The march of technology has produced as much data as it has helped in increasing economic activity and interconnecting the world, which in turn has churned out more data as a by-product. This is a perpetual, self-feeding, cycle, for good or bad. Data, when strung together in a logical sequence, is information. And, in the modern world, information is power. The dawn of the internet, and communication technologies along with the exponential increase in use of computers led to the explosion of data at the turn of the millennium.
Today, tech giants such as Google, Facebook, Twitter and Amazon, among others, collect so much data of people around the world that it has led nation-states in Europe to put limits on the extent of data collection and what it is used for. But what do you make of it when the government actively collaborates with the private sector to come up with new, and at times coercive, ways to collect personal data relating to every aspect of its citizens’ lives? When it starts building gigantic, inter-linked databases on behalf of the private sector?

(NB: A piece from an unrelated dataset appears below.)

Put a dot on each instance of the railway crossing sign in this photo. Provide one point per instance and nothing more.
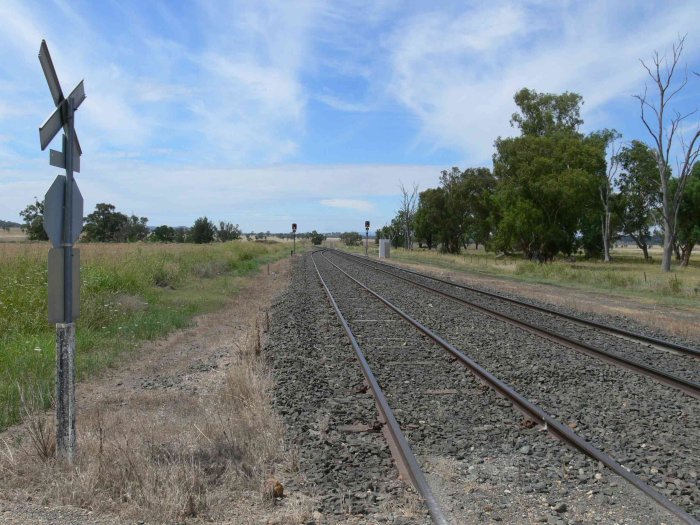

In other words, what do you make of a government that is hell-bent on building a 360-degree profile of every citizen in the country? Well, you are looking at the makings of a surveillance state in the service of ‘surveillance capitalism’, which is euphemistically called the Fourth Industrial Revolution. Surveillance state or surveillance capitalism is exactly what the India Enterprise Architecture intends to achieve as the end result in a few years’ time, ultimately obliterating the division that exists between the executive, the legislature, and the judiciary—the fundamental tenet of democracy.
The cover story, “The Makings of A Digital Panopticon”, strips away the layers, providing deep insight into the Government of India’s unbridled endeavour to build 360-degree profiles of each of its 1.3 billion citizens, and counting. We also shine the spotlight on the quality of public data collected by the government for policymaking, problems with drip irrigation that can be the answer to India’s future water woes, how the ever-increasing digital divide is driving a wedge in Indian society, and the positive role that Community Radio Stations can play in the hinterland of this vast country.